How the NVIDIA Architecture Has Evolved from Tesla to Turing

A lot has changed in terms of the architecture of NVIDIA GPUs in the last two decades, but an important turning point was when those in green launched Tesla architecture, back in 2006. In this article we are going to take a look Back to see how the NVIDIA architecture has evolved from Tesla to Turing , the current architecture (in the absence of the arrival of Ampere), and more specifically how its SM (Stream Multiprocessors) have done it.

In this article we are going to review how the NVIDIA architecture has evolved from Tesla to Turing, so it is a good time to get into the background and see what was particular about each of these architectures, which you can find summarized in the following table .

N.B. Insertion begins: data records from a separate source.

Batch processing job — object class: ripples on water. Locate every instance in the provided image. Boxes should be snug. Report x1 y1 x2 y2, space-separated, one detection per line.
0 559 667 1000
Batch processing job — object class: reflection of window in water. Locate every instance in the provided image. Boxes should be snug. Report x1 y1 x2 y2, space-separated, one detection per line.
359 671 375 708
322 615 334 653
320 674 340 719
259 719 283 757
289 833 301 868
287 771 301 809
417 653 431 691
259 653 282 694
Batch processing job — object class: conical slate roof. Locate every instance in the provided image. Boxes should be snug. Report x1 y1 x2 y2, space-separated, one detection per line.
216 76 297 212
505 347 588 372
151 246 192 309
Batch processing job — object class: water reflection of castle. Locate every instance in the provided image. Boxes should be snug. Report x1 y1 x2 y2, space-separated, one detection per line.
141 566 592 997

How the NVIDIA Architecture Has Evolved from Tesla to Turing

Year Architecture Serie Die Lithographic process Most representative graph
2006 Tesla GeForce 8 G80 90nm 8800 GTX
2010 Fermi GeForce 400 GF100 40nm GTX 480
2012 Kepler GeForce 600 GK104 28 nm GTX 680
2014 Maxwell GeForce 900 GM204 28 nm GTX 980 Ti
2016 Pascal GeForce 10 GP102 16nm GTX 1080 Ti
2018 Turing GeForce 20 TU102 12nm RTX 2080 Ti

The stalemate: the pre-NVIDIA Tesla era

Until Tesla’s arrival in 2006, NVIDIA’s GPU design was correlated to the logical states of its rendering API. The GeForce 7900 GTX , powered by die G71, was manufactured in three sections (one dedicated to vertex processing (8 units), another to generate fragments (24 units) and another to join these (16 units)) .

Die NVIDIA G71

This correlation forced designers and engineers to have to imagine the location of the bottlenecks in order to balance each layer properly. Added to this was the arrival of DirectX 10 with geometry shading, so NVIDIA engineers found themselves between a rock and a hard place to balance the die without knowing when and in what way the next stage of graphical APIs.

It was time to change the way you design your architecture .

NVIDIA Tesla architecture

NVIDIA solved the problem of increasing complexity with its Tesla architecture, the first “unified”, in 2006. With its die G80 there was no longer any distinction between layers. Stream Multiprocessors (SM) replaced all previous drives thanks to their ability to execute vertex processing, shard generation, and shard join without distinction in a single kernel. Thus, in addition, the load is automatically balanced by exchanging the “cores” executed by each SM depending on the needs of each moment.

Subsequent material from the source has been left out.